My text book says that base form of verbs can make sentences whose meanings are wish, for example, in "God save the queen." or "Grammar be hanged."

If the sentence's subject is third person and singular, we can tell this verb as base form because the verb should have -s in the end usually, but otherwise we can't tell because the sentence is the same with usual sentences which don't mean wish, declarative sentences, and I think it's confusing.

So I wonder if all the base forms can make "wish-sentences" or not.

  • 1
    Better get a different textbook -- or maybe find what language it is talking about. Dec 14, 2017 at 19:31
  • Thank you for telling this is not true. John Lawler
    – Motoki
    Dec 17, 2017 at 4:04

1 Answer 1


The answer to your question is mostly "no". This is not an especially productive construction these days. These third-person imperatives are differently expressed now, although the old style can sometimes still be heard as frozen form not a productive one.

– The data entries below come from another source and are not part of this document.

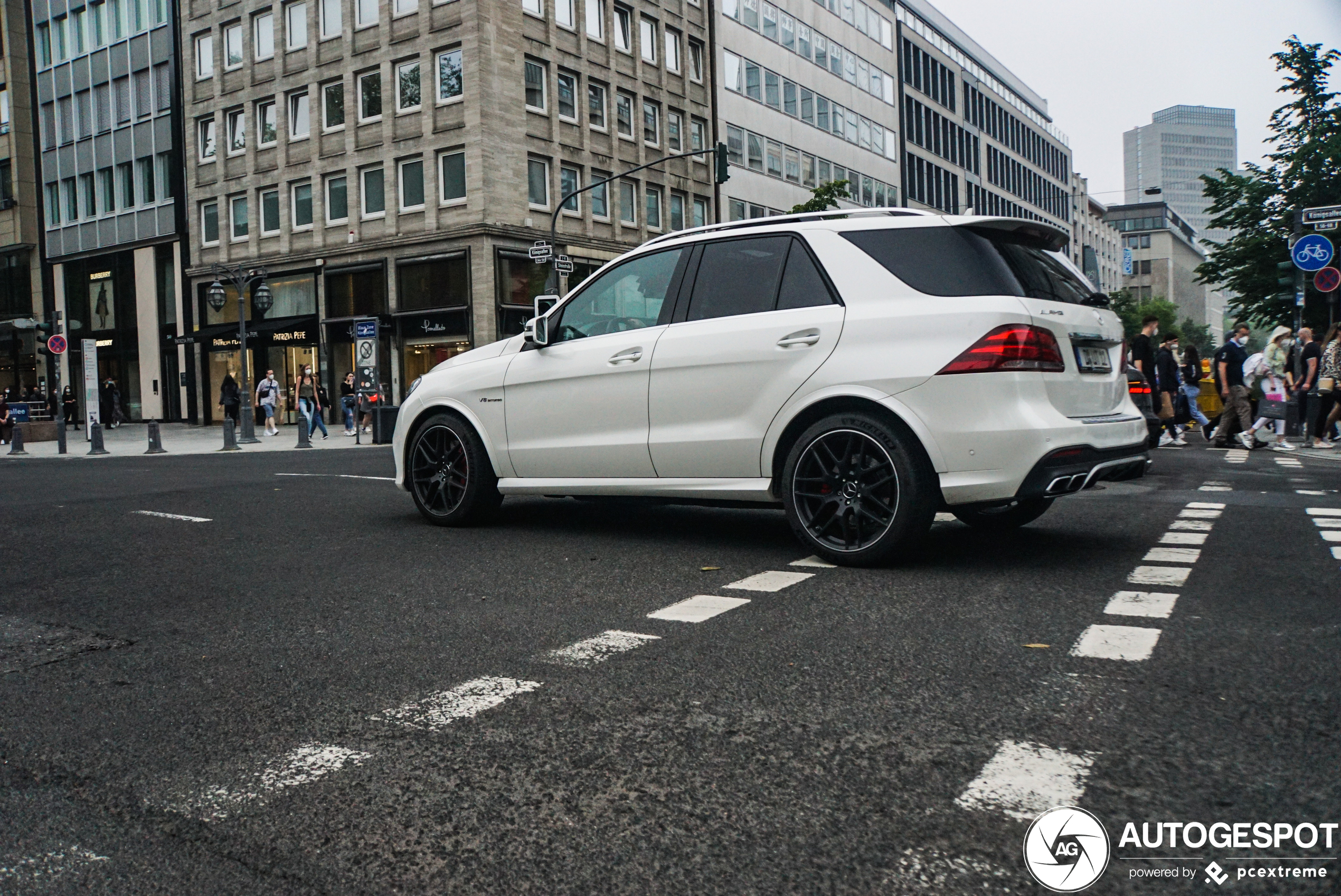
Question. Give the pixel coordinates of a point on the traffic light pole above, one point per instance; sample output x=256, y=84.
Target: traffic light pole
x=719, y=155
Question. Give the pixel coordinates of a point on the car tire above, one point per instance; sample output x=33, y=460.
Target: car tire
x=450, y=473
x=1006, y=517
x=858, y=490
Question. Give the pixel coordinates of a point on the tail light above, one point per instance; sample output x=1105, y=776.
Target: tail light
x=1013, y=346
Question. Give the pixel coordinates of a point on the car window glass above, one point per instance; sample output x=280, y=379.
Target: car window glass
x=802, y=286
x=625, y=298
x=738, y=277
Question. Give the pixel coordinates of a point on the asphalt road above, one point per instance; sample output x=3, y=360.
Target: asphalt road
x=317, y=693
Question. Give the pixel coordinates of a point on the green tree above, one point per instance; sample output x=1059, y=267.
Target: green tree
x=1302, y=171
x=824, y=197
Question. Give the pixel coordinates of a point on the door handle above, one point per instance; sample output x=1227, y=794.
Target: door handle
x=801, y=337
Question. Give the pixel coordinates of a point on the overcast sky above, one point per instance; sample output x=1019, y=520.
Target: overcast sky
x=1106, y=66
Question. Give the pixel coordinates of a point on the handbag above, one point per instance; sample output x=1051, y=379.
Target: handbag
x=1166, y=411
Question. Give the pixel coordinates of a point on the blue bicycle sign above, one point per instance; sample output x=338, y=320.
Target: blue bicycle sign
x=1312, y=252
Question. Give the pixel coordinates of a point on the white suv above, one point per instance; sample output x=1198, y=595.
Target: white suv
x=860, y=369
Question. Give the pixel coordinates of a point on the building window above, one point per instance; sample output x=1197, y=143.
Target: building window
x=648, y=39
x=628, y=203
x=270, y=212
x=333, y=21
x=298, y=118
x=205, y=140
x=454, y=177
x=204, y=56
x=534, y=86
x=238, y=216
x=232, y=46
x=296, y=26
x=371, y=96
x=301, y=204
x=596, y=106
x=538, y=183
x=624, y=115
x=337, y=199
x=596, y=19
x=568, y=96
x=265, y=35
x=266, y=130
x=622, y=30
x=374, y=197
x=651, y=124
x=333, y=106
x=407, y=88
x=450, y=76
x=210, y=223
x=570, y=180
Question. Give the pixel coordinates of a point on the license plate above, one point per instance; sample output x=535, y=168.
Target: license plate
x=1093, y=360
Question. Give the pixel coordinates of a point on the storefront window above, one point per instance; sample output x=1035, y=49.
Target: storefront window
x=443, y=284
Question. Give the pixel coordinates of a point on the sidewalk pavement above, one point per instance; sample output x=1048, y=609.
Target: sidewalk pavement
x=183, y=439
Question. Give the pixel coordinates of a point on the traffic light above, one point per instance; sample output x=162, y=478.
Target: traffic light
x=723, y=173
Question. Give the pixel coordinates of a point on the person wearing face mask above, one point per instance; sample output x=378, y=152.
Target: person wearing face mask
x=1229, y=364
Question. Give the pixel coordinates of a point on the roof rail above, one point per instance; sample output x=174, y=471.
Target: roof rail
x=788, y=219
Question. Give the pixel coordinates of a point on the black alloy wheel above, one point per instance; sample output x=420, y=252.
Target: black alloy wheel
x=858, y=490
x=450, y=473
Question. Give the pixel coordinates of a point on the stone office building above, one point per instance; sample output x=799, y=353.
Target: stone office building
x=399, y=159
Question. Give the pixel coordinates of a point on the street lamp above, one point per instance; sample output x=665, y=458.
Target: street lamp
x=262, y=301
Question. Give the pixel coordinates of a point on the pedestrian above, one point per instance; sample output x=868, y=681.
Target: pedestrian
x=231, y=399
x=267, y=396
x=70, y=407
x=309, y=403
x=1276, y=383
x=1191, y=388
x=346, y=403
x=1229, y=365
x=1143, y=349
x=1167, y=384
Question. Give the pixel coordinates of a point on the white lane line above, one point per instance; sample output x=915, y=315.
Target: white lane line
x=385, y=479
x=190, y=520
x=1173, y=556
x=699, y=608
x=302, y=765
x=1159, y=574
x=1116, y=643
x=465, y=701
x=1025, y=780
x=42, y=868
x=597, y=649
x=813, y=561
x=1183, y=538
x=1153, y=604
x=771, y=581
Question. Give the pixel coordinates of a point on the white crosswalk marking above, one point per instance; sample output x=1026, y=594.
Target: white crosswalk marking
x=1116, y=643
x=597, y=649
x=1025, y=780
x=465, y=701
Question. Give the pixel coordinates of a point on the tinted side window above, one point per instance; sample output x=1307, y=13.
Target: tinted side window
x=802, y=285
x=939, y=261
x=738, y=277
x=624, y=298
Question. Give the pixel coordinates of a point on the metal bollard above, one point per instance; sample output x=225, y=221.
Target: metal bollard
x=16, y=442
x=230, y=436
x=96, y=440
x=305, y=439
x=156, y=443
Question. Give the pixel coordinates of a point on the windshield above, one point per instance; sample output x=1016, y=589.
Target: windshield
x=972, y=261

Those old optative uses are formulaic benedictions or maledictions, which were originally present subjunctive forms and which are now the simple bare infinitive.

Exhortations like these:

  • Devil take the hindmost.
  • God rest ye merry.
  • God give you peace.

Are actually third-person imperatives, and as such are now normally expressed using a helping verb like may or let:

  • May God grant you peace.
  • Let the devil take whoever wavers.
  • Let them eat cake.

They can also be first-person imperatives:

  • Let us pray.
  • May we never falter.
  • May I never forget this day.

Only in second-person imperatives can you skip the person, and indeed the helping verb altogether, and use just the bare form:

  • Never forget this day.
  • Leave now and never return.
  • 1
    I see. This style is not productive now, although there are some usages which have been frozen and they are mainly benedictions or maledictions. Your explanation is simple and easy to follow. It's very thankful to English learners. Thank you.
    – Motoki
    Dec 17, 2017 at 4:05
  • The ones starting with May. Aren't they optative in Present-day English?